Die britische Band Bastille hat in der Porsche-Arena gespielt – mit einer feinen Lichtregie und allen Hits, aber vor halb leeren Rängen.

Kultur: Jan Ulrich Welke (juw)

Stuttgart - Vielleicht liegt’s einfach nur am Überangebot. Drei Konzerte in der Schleyerhalle und zwei in der Porsche-Arena gibt es allein in diesen Tagen, irgendwann scheint da dann auch mal die Verfügbarkeit des Publikums endlich, zumal Konzertbesuche ja nicht gerade ein preiswertes Hobby sind.

 

Womöglich liegt’s aber auch an der seit vielen Jahren ungelösten Misere, dass die Hauptstadt des Landes Baden-Württemberg keine Konzerthalle besitzt, die rund dreitausend Besuchern Platz bietet. Seit dem Abriss des Messecongresscentrums machen aus diesem Grund viele Bands per se einen Bogen um Stuttgart, Debatten um dieses gravierende Strukturproblem werden in Stuttgart allerdings nicht geführt; entweder wird über einen Philharmonieneubau räsoniert, oder es wird – wie im Fall der Opernhaussanierung – seit zwei Jahrzehnten erfolglos diskutiert.

Woran liegt’s?

Eventuell liegt es aber auch an der Band und ihrer Musik selbst, dass der Publikumszuspruch längst nicht so ausfällt, wie man sich dies im Vorfeld gedacht hat. Die Porsche-Arena ist jedenfalls erstaunlich schlecht besucht. Gerade ein Drittel der Sitzplätze ist belegt, die Stehplätze unten im Saal sind so luftig besetzt, dass die Besucher sich zwischendurch bequem niederlassen können, um die quälend lange Wartezeit zu überbrücken, bis die Band sich – an einem Sonntagabend wohlgemerkt – um Viertel nach Neun auf die Bühne bequemt. Das ist für die Künstler unbefriedigend, verhindert allerdings auch, dass richtige Stimmung im Saal aufkommt. Exemplarisch zu besichtigen ist das im scheint’s obligatorisch gewordenen balladesken Konzertmoment, in dem – statt wie früher Feuerzeuge – jetzt bekanntlich die leuchtenden Mobiltelefone geschwenkt werden.
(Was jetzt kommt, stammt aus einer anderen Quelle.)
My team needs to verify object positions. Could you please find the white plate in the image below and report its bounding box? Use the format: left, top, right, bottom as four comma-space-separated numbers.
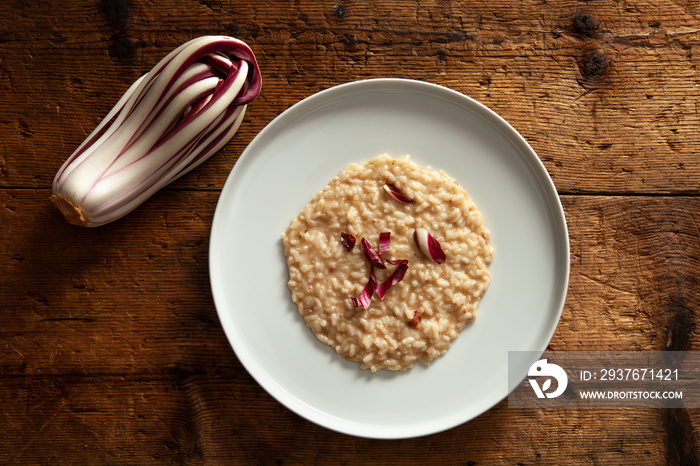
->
209, 79, 569, 439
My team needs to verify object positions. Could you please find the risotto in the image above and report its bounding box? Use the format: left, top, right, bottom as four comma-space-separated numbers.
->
281, 154, 494, 372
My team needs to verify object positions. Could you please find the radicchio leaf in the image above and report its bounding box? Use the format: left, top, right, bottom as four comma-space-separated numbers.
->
340, 232, 356, 251
351, 266, 377, 308
378, 231, 391, 255
414, 227, 446, 263
361, 237, 386, 269
383, 183, 414, 203
352, 233, 410, 307
376, 259, 409, 299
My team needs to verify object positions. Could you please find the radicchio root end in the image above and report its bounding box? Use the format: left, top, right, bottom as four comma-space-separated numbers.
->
383, 183, 414, 203
414, 227, 446, 263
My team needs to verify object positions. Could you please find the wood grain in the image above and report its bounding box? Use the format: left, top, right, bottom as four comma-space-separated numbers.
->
2, 193, 697, 373
1, 191, 699, 462
558, 195, 699, 353
1, 0, 699, 463
0, 375, 675, 464
0, 0, 698, 193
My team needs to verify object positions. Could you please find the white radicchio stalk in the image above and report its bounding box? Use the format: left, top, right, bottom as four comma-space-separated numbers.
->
51, 35, 262, 227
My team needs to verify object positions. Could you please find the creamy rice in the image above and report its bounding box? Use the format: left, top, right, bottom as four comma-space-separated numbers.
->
281, 154, 494, 372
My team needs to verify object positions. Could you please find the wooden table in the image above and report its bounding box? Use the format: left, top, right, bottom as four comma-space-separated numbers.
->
2, 0, 698, 463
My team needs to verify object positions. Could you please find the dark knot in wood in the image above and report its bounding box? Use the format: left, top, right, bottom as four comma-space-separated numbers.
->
108, 36, 140, 62
662, 409, 699, 466
580, 49, 609, 79
341, 35, 359, 46
102, 0, 130, 30
334, 4, 347, 19
573, 12, 599, 37
664, 295, 694, 351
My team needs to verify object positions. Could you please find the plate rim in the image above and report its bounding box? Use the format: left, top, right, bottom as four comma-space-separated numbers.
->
209, 78, 570, 438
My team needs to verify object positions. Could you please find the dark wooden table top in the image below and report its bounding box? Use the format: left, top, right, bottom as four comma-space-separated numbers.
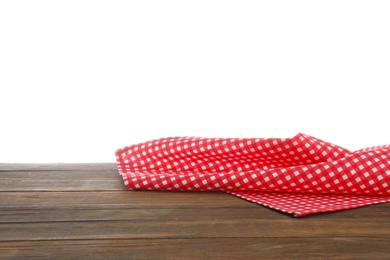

Eher wie das Gegenteil einer sternklaren Nacht sieht in diesem Moment die halbdunkle Halle aus.

Doch wie gesagt, vielleicht liegt’s ja auch an der Musik. Definiert wird Bastille etwa von Wikipedia als Indierockband, aber: Indierock ist das beim besten Willen nicht. Dissonanzen, Brüche, Volten, stilistische Varianz oder irgendetwas, das wider den Stachel der Genrekonventionen löcken würde – alle Kennzeichen der Indiekultur sucht man in der Musik der britischen, live mit einem Keyboarder zum Quintett verstärkten Band beim Auftritt in Stuttgart vergebens. Der schroffste Moment des Konzerts ist eine der sehr sparsam dosierten Zwischenansagen des Bandvorstehers, in der Dan Smith sehr erwartbar das macht, was die Weltpresse seit vielen Monaten tut: nämlich die Politik des amerikanischen Präsidenten und der britischen Premierministerin zu geißeln.

Was fehlt?

Ansonsten gibt es eine sehr schön zu betrachtende, sehr farbenfrohe optische Begleitung auf dem großen Videotuch, ein a capella vorgebrachtes Coverversions-Intro von Cat Stevens’ Hit „Wild World“ und 75 Minuten später ein Coverversions-Outro mit ihrem aus zwei Achtziger-Jahre-Popsongs zusammengefügten Hit „Of the Night“, dazwischen ihren Riesenhit „Things we lost in the Fire“ sowie ihre anderen Hits „I know you“, „Pompeii“, „Good Grief“ und „Laura Palmer“, danach eine kleine Zugabe und in der Summe sehr viel, das sehr nach Formatradio klingt. Alles ist in Ordnung, die – laut Veranstalterangaben – 3500 Besucher sind nichtsdestotrotz eine Hausnummer, von der viele andere Bands nur träumen können, aber dennoch: Ein richtig aufregendes Konzerterlebnis sieht ganz anders aus.